BHV, 2025
film 10’00’’, (archival footage and AI)
film 10’00’’, (archival footage and AI)
“Fiction is not a means of expression. Images should be grounded in existing material.”
-Vows of Presence, 2025
-Vows of Presence, 2025
“BHV” is a 10 minute video work based on the reconstruction of everyday spaces from the late 1990s and early 2000s. At its center is the memory of Beverly Hills Video, a rental store that returns as a point of reference for both personal memory and a broader cultural ritual.
The film follows the principles of the manifesto Vows of Presence, inspired by Dogma 95, moving away from conventional narrative in favor of immediacy and the physical presence of the camera.
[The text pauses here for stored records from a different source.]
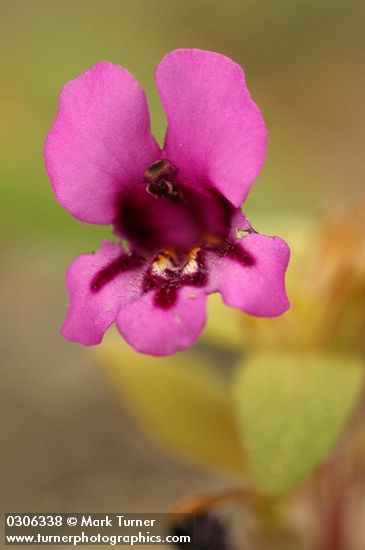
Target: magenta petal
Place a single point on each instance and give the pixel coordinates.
(259, 286)
(158, 331)
(99, 143)
(92, 312)
(216, 134)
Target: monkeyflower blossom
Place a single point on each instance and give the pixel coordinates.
(178, 208)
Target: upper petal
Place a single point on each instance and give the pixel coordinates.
(216, 134)
(99, 143)
(158, 331)
(97, 292)
(252, 276)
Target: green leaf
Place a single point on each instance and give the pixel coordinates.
(179, 401)
(292, 410)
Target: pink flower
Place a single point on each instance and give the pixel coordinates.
(178, 208)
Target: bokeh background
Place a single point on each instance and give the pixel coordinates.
(67, 442)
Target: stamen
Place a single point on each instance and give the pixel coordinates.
(161, 181)
(168, 274)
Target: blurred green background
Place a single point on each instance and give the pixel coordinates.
(67, 444)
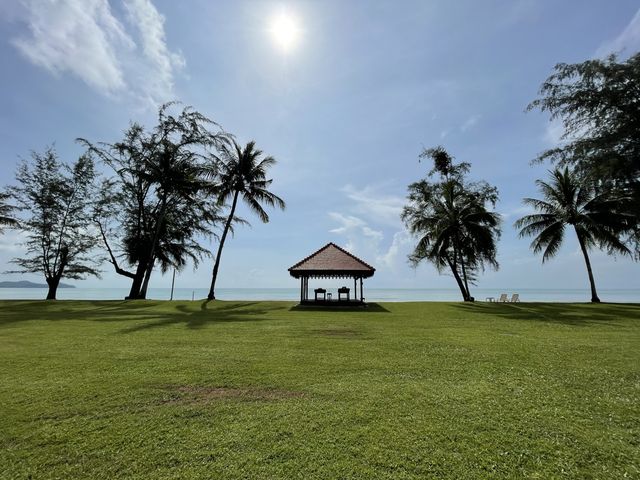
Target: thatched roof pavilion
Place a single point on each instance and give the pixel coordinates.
(331, 261)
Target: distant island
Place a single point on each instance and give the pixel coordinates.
(28, 284)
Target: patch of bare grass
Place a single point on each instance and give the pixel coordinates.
(203, 394)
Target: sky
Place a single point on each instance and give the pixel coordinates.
(345, 104)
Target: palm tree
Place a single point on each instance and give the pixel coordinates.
(243, 173)
(597, 217)
(6, 212)
(455, 228)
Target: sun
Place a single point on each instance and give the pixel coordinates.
(285, 31)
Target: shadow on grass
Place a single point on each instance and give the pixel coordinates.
(562, 313)
(147, 314)
(369, 307)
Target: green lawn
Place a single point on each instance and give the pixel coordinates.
(143, 390)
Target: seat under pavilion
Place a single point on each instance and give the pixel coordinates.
(331, 261)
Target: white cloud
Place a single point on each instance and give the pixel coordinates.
(400, 247)
(85, 39)
(517, 212)
(363, 228)
(11, 241)
(470, 122)
(377, 207)
(628, 41)
(161, 61)
(76, 36)
(553, 133)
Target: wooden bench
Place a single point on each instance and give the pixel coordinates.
(343, 291)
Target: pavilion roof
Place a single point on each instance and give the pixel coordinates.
(331, 261)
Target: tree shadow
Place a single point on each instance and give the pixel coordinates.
(152, 313)
(582, 314)
(368, 307)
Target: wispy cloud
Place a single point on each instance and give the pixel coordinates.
(374, 205)
(628, 41)
(372, 228)
(157, 56)
(85, 39)
(470, 122)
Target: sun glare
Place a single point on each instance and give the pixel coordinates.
(285, 31)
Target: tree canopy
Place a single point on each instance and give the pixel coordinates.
(451, 218)
(598, 103)
(54, 200)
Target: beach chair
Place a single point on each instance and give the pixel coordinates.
(343, 291)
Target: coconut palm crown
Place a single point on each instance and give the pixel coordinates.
(597, 216)
(243, 174)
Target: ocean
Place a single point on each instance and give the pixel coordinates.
(293, 294)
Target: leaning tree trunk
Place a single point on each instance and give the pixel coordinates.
(216, 266)
(147, 277)
(136, 284)
(456, 275)
(53, 283)
(592, 282)
(466, 283)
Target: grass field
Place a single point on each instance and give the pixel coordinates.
(144, 390)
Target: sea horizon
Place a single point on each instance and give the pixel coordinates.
(293, 294)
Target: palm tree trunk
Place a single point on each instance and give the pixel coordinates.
(138, 278)
(216, 266)
(53, 283)
(456, 275)
(464, 278)
(145, 282)
(592, 282)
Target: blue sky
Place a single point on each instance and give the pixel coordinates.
(345, 111)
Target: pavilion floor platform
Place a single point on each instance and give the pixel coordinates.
(333, 303)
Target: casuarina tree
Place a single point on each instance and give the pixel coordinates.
(598, 104)
(54, 201)
(7, 212)
(158, 202)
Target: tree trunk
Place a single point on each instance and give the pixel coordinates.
(466, 283)
(134, 293)
(456, 275)
(216, 266)
(592, 282)
(53, 283)
(145, 283)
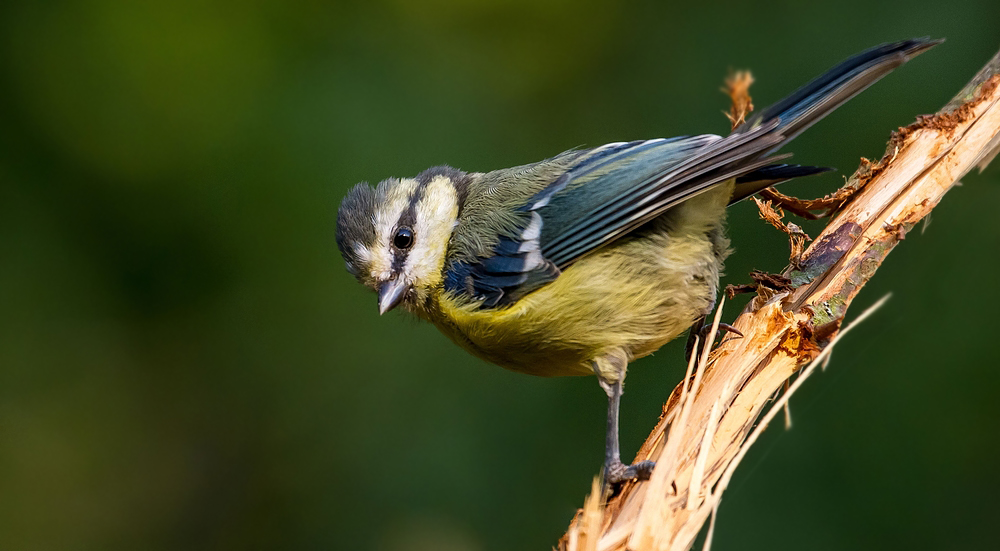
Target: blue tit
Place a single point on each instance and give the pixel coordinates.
(581, 263)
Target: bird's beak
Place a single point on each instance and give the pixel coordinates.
(391, 293)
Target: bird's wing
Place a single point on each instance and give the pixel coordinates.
(602, 195)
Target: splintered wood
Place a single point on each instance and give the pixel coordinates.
(708, 421)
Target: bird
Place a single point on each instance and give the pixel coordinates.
(583, 262)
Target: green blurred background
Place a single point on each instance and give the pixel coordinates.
(185, 364)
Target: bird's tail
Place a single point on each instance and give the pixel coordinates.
(830, 90)
(817, 99)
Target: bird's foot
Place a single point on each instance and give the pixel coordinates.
(618, 472)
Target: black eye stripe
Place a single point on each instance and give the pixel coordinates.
(403, 239)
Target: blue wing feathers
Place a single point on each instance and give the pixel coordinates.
(611, 190)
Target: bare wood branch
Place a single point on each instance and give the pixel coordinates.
(709, 420)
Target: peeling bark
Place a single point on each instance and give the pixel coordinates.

Artificial intelligence tools are used not as a visual effect, but as a medium for emotional reconstruction and the materialization of memory.
The work unfolds as an attempt to capture the moment between experience and its recording. I am interested in a condition in which memory is not a stable archive, but a process of continuous transformation and reconstruction. The images do not recreate the past in a linear way, but build it through fragments, repetitions, and shifts.
A key element is the relationship between the image and the body. The camera does not function as an observational tool, but as a device of presence, moving close to the surface of things, at the level of gesture and detail. In this way, the film restores the physical dimension of experience that was once central to video rental culture.
The video also operates as a reflection on changing modes of image consumption. The transition from physical media to digital distribution has led to the disappearance of rituals associated with watching. “BHV” does not attempt to reconstruct them directly, but to reactivate them through the structure of the film.
The project is part of a broader interest in the relationship between technology and memory. The use of artificial intelligence makes it possible to generate images that do not exist as documents, but as simulations of experience. In this sense, the film exists on the threshold between reconstruction and fiction, leaving the viewer uncertain about the status of the image.